[Cluster-devel] [RFC][PATCH] dlm: Reset fs_notified when check_fs

cluster-devel.redhat.com archive mirror
 help / color / mirror / Atom feed

* [Cluster-devel] [RFC][PATCH] dlm: Reset fs_notified when check_fs_done
@ 2010-02-28 22:06 Jiaju Zhang
  2010-11-08 15:05 ` [Cluster-devel] [PATCH] " Jiaju Zhang
  0 siblings, 1 reply; 5+ messages in thread
From: Jiaju Zhang @ 2010-02-28 22:06 UTC (permalink / raw)
  To: cluster-devel.redhat.com

Hi,

About the issue that dlm_controld and fs_controld sit spinning,
retrying and replying for the fs_notified check, I have a suspision
that another scenario may also hit that logic:

If the node->fs_notified has been set to 1 by previous change, when a
new change comes and needs to check the node->fs_notified, because it
has not been reset to 0, so check_fs_done will succeed even if
dlm_controld has not received the notification from fs_controld this
time.
For example, given that the following membership changes n, n+1, n+2,
we see what happens on node X:
Step 1: cg n: node Y leaves with CPG_REASON_NODEDOWN reason,
        eventually in node X's ls->node_history, node Y's fs_notified
        = 1
Step 2: cg n+1: node Y joins ...
Step 3: cg n+2: node Y leaves with CPG_REASON_NODEDOWN reason, one
        possible scenario is: before fs_controld's notification
        arrives, dlm_controld has known node Y is down from CPG
        message and done a lot of work, and it saw node Y's
        fs_notified = 1 (been set in Step 1) then passed the fs check
        wrongly. So node Y's check_fs reset to 0.
Step 4: fs_controld's notification arrives, it sees node Y's check_fs
        = 0 and assumes dlm_controld has not known node Y is down and
        retries to send the notification. But in fact, dlm_controld
        has already known this and finished all the work, which will
        result in the spinning ... 

I'm not sure if I read the code correctly :-) Below is the patch which
reset the node->fs_notified. Review and comments are highly
appreciated!

Thanks,
Jiaju

Signed-off-by: Jiaju Zhang <jjzhang.linux@gmail.com>
---
 group/dlm_controld/cpg.c |    1 +
 1 files changed, 1 insertions(+), 0 deletions(-)

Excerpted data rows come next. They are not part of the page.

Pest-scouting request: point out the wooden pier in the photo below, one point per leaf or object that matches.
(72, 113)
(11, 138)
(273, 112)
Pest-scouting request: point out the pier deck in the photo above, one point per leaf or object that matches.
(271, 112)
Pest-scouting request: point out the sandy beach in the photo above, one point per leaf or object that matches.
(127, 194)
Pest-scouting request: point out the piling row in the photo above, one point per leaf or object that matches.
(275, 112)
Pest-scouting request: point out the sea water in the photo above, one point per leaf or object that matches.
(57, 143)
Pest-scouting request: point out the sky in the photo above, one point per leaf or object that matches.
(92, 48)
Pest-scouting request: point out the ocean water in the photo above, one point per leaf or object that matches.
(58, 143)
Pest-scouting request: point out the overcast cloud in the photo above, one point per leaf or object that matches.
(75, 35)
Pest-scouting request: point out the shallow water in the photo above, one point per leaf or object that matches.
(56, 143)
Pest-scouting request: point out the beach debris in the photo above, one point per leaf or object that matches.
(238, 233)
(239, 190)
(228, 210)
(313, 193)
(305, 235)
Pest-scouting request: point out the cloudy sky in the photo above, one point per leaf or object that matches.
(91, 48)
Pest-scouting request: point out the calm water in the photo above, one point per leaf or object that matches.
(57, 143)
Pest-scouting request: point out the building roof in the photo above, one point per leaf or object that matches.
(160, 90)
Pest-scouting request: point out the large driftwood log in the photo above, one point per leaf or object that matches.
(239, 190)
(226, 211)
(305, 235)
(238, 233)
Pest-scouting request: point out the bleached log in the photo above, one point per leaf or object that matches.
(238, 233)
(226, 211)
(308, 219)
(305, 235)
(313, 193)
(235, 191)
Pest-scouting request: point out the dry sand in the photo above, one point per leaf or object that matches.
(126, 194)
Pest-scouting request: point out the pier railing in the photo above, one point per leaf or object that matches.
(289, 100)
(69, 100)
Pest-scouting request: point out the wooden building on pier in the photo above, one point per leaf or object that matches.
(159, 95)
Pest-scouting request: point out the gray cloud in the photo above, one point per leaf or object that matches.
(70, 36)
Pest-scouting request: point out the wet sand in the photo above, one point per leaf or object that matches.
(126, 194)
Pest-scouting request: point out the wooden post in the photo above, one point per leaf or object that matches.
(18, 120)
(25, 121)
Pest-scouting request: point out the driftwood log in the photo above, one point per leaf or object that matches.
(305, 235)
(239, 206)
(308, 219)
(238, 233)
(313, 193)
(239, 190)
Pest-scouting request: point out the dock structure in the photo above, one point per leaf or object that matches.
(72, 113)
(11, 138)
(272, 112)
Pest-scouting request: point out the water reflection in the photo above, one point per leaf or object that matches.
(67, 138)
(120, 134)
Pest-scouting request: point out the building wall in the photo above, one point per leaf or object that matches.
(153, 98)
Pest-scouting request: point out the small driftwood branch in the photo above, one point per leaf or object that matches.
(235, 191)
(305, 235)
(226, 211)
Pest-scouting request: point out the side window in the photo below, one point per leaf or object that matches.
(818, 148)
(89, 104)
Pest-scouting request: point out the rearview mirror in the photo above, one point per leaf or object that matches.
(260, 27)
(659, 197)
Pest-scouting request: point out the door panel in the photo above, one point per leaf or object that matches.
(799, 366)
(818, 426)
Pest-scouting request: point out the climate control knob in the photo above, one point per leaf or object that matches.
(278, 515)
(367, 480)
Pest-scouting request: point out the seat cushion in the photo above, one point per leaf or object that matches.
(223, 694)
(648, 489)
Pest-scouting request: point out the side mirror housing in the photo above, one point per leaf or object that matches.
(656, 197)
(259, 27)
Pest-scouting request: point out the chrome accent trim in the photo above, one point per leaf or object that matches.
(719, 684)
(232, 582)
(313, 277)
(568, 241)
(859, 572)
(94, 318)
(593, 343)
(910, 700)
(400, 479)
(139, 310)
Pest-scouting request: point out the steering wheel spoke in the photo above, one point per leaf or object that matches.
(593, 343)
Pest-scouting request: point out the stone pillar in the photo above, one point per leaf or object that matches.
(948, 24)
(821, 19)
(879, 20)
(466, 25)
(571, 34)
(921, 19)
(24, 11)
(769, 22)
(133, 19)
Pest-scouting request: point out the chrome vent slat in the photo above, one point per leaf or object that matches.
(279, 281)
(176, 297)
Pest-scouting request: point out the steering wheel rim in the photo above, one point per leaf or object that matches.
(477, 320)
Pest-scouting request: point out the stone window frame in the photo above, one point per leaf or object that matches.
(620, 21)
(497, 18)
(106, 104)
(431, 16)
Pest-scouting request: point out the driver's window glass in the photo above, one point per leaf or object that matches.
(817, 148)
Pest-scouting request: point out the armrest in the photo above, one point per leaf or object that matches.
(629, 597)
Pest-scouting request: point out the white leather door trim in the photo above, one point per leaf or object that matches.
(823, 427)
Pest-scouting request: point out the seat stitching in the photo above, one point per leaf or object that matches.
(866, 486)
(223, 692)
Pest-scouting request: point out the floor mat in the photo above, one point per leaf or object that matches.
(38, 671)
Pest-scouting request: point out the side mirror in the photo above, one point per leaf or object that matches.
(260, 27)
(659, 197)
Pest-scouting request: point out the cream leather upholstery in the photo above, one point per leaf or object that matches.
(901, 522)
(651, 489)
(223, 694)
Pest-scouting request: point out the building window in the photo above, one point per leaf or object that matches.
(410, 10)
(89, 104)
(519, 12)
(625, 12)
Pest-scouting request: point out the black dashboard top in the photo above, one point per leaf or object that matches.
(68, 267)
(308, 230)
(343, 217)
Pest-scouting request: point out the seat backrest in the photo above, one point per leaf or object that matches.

diff --git a/group/dlm_controld/cpg.c b/group/dlm_controld/cpg.c
index d5245ce..b257595 100644
--- a/group/dlm_controld/cpg.c
+++ b/group/dlm_controld/cpg.c
@@ -636,6 +636,7 @@ static int check_fs_done(struct lockspace *ls)
 
 		if (node->fs_notified) {
 			node->check_fs = 0;
+			node->fs_notified = 0;
 		} else {
 			log_group(ls, "check_fs nodeid %d needs fs notify",
 				  node->nodeid);



^ permalink raw reply related	[flat|nested] 5+ messages in thread

* [Cluster-devel] [PATCH] dlm: Reset fs_notified when check_fs_done
  2010-02-28 22:06 [Cluster-devel] [RFC][PATCH] dlm: Reset fs_notified when check_fs_done Jiaju Zhang
@ 2010-11-08 15:05 ` Jiaju Zhang
  2010-11-08 22:06   ` David Teigland
  0 siblings, 1 reply; 5+ messages in thread
From: Jiaju Zhang @ 2010-11-08 15:05 UTC (permalink / raw)
  To: cluster-devel.redhat.com

Hi list,

Sorry for reposting this mail if you have received it, since it seems
to me that I haven't successfully sent it out, maybe the attachment is
too large. I'll send the attachment separately if anoyone is
interested in it :)

Hi David,

This patch was made about eight months ago, however, at that time I
have no way to regularly reproduce it and haven't verified if this
patch really works, so I set it aside for so long ...

These months, I also heard of many users reporting this issue but
unfortunately when I requested them to test the patch, most of them
even didn't try it at all :(

Luckily, things have changed now. One user met this issue two months
ago and he's also very kindly to test the patch. The result is the
patch really works.

Attached is the log before they apply the patch. This time the log
has already included the debugging messages which were added by the
commit 27b09badd40a2d1500500fa6945aeb532f75bd13 , so we can see what
really happens on the user's site.
(The log is a bit large when it was uncompressed, this is because the
spinning would print many messages to the log.)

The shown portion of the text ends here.